Mistyka próżni
Z dzieciństwa pamiętam m.in. wspólne oglądanie filmów fantastycznonaukowych z ojcem-fizykiem. Tato był w stanie znieść różne obecne w nich absurdy, ale nie potrafił powstrzymać się od komentarza, gdy statek kosmiczny z hukiem wylatywał w powietrze. Na zawsze zapamiętam to mruczane pod nosem z irytacją: „Przecież w próżni dźwięk się nie rozchodzi”.
Próżnia, pustka, nicość – te pojęcia wydają się zrozumiałe same przez się – to przestrzenie, w których „nic nie ma”. Książka Barrowa udowadnia nie tylko, że to nieprawda. Wskazuje przede wszystkim, jak rozumienie natury próżni kosmicznej (i próżni w ogóle) wpływa na rozumienie najbardziej podstawowych procesów zachodzących we wszechświecie – przede wszystkim jego rozszerzania się. Równocześnie zaś autor z imponującą erudycją omawia, jak same idee matematycznego zera i próżni/nicości oraz filozoficzno-teologiczna wizja świata wpływały na siebie nawzajem. Polemizowałbym z jego tezą, że obecność w teologii chrześcijańskiej dogmatu o stworzeniu świata przez Boga ex nihilo jest efektem sporów z gnostykami, ale nawet tak ryzykowne tezy skłaniają do refleksji: a też autor prezentuje je z pokorą godną prawdziwego naukowca (co jest jednym z dowodów na to, że Nagroda Templetona była w jego przypadku w pełni zasłużona).

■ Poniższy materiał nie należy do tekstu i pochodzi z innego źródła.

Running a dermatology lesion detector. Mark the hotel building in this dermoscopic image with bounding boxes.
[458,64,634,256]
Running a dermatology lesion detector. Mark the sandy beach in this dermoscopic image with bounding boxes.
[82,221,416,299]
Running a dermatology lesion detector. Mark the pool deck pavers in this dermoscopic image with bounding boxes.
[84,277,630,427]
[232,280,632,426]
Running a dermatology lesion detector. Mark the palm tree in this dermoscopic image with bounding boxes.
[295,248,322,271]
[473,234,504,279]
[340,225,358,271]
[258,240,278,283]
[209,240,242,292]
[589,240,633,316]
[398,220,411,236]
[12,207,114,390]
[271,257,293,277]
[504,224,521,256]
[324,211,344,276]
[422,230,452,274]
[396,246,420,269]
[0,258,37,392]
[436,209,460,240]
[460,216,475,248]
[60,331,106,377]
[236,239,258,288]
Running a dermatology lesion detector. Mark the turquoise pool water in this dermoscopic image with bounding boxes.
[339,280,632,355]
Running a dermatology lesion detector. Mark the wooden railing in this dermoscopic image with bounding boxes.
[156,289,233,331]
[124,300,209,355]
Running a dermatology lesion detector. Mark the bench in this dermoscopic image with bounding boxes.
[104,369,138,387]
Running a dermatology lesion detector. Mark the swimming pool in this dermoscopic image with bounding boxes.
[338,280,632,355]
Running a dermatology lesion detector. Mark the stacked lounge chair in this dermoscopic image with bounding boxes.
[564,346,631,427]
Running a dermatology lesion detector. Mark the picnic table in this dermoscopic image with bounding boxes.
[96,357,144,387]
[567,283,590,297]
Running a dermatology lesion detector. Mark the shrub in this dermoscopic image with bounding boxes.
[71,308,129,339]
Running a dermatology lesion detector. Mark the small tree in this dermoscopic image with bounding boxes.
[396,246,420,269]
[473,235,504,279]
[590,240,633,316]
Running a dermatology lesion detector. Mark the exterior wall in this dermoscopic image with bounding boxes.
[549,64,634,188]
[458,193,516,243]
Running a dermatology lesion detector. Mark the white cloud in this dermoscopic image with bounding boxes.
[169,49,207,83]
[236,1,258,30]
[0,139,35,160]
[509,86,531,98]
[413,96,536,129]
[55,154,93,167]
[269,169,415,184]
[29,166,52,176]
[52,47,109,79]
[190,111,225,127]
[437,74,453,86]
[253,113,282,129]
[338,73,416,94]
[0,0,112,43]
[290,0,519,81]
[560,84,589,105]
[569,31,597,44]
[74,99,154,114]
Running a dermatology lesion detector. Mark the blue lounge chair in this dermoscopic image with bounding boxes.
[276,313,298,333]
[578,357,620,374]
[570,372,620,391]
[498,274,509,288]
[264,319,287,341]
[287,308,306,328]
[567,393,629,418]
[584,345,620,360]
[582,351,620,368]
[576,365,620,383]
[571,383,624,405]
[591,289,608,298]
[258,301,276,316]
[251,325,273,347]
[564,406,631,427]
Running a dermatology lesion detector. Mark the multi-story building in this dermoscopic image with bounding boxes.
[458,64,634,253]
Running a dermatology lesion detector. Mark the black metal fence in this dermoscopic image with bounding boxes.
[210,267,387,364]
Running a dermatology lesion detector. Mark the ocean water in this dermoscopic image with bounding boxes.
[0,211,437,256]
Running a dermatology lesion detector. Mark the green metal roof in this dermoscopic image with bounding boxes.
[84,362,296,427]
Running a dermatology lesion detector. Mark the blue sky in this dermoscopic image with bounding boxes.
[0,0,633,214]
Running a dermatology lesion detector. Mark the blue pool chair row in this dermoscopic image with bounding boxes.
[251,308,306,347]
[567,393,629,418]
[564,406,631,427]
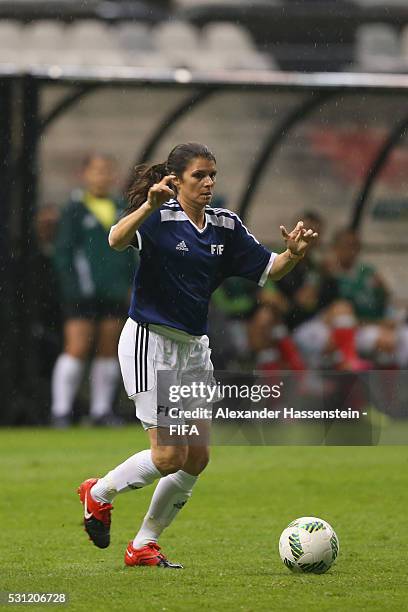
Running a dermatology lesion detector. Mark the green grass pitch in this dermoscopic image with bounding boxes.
[0,426,408,612]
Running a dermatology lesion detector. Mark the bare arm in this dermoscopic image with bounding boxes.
[109,174,174,251]
[269,221,318,280]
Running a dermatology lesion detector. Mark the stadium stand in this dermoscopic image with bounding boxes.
[356,23,401,71]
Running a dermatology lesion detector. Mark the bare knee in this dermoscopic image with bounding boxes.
[183,446,210,476]
[152,446,188,476]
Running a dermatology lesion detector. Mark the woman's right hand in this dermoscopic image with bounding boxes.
[146,174,176,210]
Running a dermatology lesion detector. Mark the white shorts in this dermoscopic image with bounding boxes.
[118,318,215,429]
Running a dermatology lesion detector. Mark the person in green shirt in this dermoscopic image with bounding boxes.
[51,153,135,427]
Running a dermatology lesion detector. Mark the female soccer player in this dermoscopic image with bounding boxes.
[78,143,317,568]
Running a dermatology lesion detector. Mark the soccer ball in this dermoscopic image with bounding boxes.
[279,516,339,574]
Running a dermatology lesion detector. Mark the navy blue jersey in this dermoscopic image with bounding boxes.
[129,200,275,336]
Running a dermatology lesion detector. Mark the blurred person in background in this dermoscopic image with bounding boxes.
[260,211,338,330]
[51,153,135,427]
[325,228,408,368]
[218,302,304,372]
[33,204,62,386]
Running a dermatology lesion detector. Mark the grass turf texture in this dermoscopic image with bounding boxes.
[0,427,408,611]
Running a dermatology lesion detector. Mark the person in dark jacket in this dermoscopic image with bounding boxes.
[51,154,135,427]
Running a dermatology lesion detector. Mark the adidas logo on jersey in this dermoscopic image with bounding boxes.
[176,240,190,251]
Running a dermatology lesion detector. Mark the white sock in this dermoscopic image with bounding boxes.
[91,449,161,503]
[51,353,85,417]
[133,470,198,548]
[89,357,119,418]
[395,325,408,369]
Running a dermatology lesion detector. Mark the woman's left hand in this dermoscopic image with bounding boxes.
[280,221,319,257]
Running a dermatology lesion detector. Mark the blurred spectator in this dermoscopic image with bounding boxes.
[51,153,135,426]
[325,228,389,321]
[325,228,408,368]
[33,204,62,380]
[260,211,338,330]
[218,304,304,372]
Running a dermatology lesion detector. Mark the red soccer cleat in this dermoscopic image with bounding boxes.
[125,542,183,569]
[77,478,112,548]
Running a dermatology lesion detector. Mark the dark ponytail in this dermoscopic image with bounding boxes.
[125,163,168,215]
[124,142,216,215]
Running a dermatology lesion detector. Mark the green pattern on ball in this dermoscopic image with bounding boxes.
[298,521,326,533]
[298,561,329,574]
[330,533,339,561]
[289,533,303,561]
[283,557,295,570]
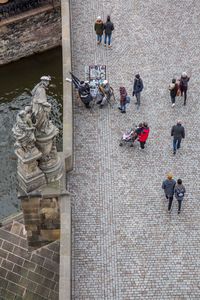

Otwierająca oczy – zwłaszcza humaniście – jest pierwsza część książki, w której autor omawia pojawienie się i ewolucję idei zera w matematyce i jej związek z pojmowaniem pustki, nicości i próżni. Pokazuje, jaką drogę przeszło zero od czysto praktycznego elementu w obliczeniach księgowych do idei postrzeganej przez niektórych jako zagrożenie dla porządku świata. Dla większości osób zero to po prostu liczba, ale gdy uświadomić sobie, że absolutne NIC to wcale nie tak prosta do wyobrażenia rzeczywistość, czytelnik zaczyna sobie zadawać fundamentalne pytania (inne – niewierzący, inne – wierzący). Zdaje sobie przy tym sprawę, jak bardzo zmysłowo i dosłownie postrzegał dotąd omawiane problemy. Brytyjczyk skutecznie pokazuje, jak bardzo rację miał ktoś, kto mi kiedyś powiedział, że na pewnym poziomie zaawansowania matematyka, fizyka, astronomia i mistyka są już bardzo blisko siebie.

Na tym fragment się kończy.